The cultivator wasn't interested at all in the land, but in the plants the scribe may have grown. With luck, she could have access to the plants Ayad used for the aphrodisiac.
"Already done so, but it is useless," Rani explained.
It didn't surprise Fatima that her half-sister had already taken over the lands. The law allowed governors to expropriate the lands owned by criminals, though it needed either the approval of the majority of the local noble houses or the sultanah. This last clause was because it otherwise made it easy for the governor to fabricate charges against landowners.
The problem wasn't that sultanzade abused their power, though, but rather how many people they made angry through that abuse. And the outcries of the people pestered the sultanah.
"What do you mean it is useless?" Fatima said.

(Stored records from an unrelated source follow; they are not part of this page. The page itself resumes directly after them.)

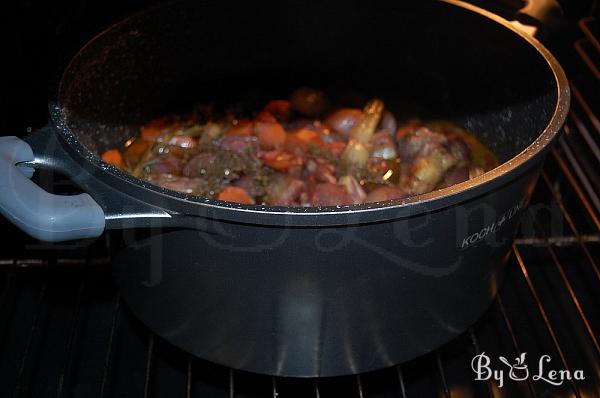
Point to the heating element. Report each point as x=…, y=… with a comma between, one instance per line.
x=65, y=332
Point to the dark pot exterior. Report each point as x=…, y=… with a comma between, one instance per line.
x=310, y=291
x=323, y=301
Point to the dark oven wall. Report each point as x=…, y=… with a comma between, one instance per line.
x=38, y=38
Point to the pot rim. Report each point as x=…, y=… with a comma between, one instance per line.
x=377, y=211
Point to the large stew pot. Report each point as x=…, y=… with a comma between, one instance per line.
x=297, y=291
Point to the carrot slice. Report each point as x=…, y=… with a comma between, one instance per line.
x=114, y=157
x=235, y=194
x=270, y=135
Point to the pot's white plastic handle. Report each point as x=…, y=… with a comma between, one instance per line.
x=43, y=215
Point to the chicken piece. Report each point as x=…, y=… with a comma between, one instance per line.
x=383, y=145
x=308, y=101
x=202, y=165
x=429, y=170
x=344, y=120
x=356, y=154
x=165, y=164
x=320, y=170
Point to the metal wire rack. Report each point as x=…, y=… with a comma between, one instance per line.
x=64, y=332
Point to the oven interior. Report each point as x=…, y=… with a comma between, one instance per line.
x=65, y=332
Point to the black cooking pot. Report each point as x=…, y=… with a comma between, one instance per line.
x=297, y=291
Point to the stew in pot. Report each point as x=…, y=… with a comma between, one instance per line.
x=302, y=152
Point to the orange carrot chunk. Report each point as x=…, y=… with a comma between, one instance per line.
x=235, y=194
x=114, y=157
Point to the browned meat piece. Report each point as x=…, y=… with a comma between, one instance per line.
x=202, y=165
x=420, y=142
x=430, y=157
x=239, y=144
x=320, y=169
x=344, y=120
x=328, y=194
x=165, y=164
x=383, y=145
x=248, y=184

"The greenhouse and the house next to it are burned to the ground," Naila revealed in her monotone voice.
"To the ground, ground?" The sand-covered sultanzade asked.
"To the ground, ground." The youngest sultanzade confirmed. "There are many weird things with the scene. Not only two structures have collapsed from very potent fire, but we have seen traces of blood, a dead dweller that we presume was Ayad's, and some sets of footprints in the nearby perimeter of the oasis where this happened."
"So there was someone else?" That was all Fatima took out of the explanation.
"Perhaps." Naila shrugged.
"It must have been the assassins." Rani howled. "They stole my Aloe and then hid it with their trickery, telling Aaliyah that she was the assassin herself."
There was something wrong with her half-sister.
Possessiveness.
Her eyes shone in the rage of a possessive person who had been stolen from. That was dangerous as sultanzade couldn't be tied down with people. They were superior and everyone else was just a target of their reaping. Even their own blood were targets, just ones that had to be erased instead of pruned. Fatima didn't know if that possessiveness was born out of romance or simply fury at being stolen, but it was a weakness.
And weakness had to be purged.
"Either case," Fatima started, "this outcome is massively disappointing. I enjoyed my conversations with Ayad." She really hadn't, but the scribe offered her a great chance at being the next ruler of Ydaz. Having her out of the game this soon was problematic. "So what are you going to do, Rani-al-Sadina?"
The emir placed her hands on the roots of her hair and pushed it down, letting her mane flow. Her eyes shone purple with an uncontrolled flare of charm.
"Aaliyah herself has said it before," she started, her composure restored and dignified, "assassins are a scourge upon these lands. We do not negotiate with them like the fool of Hassan. We exterminate them."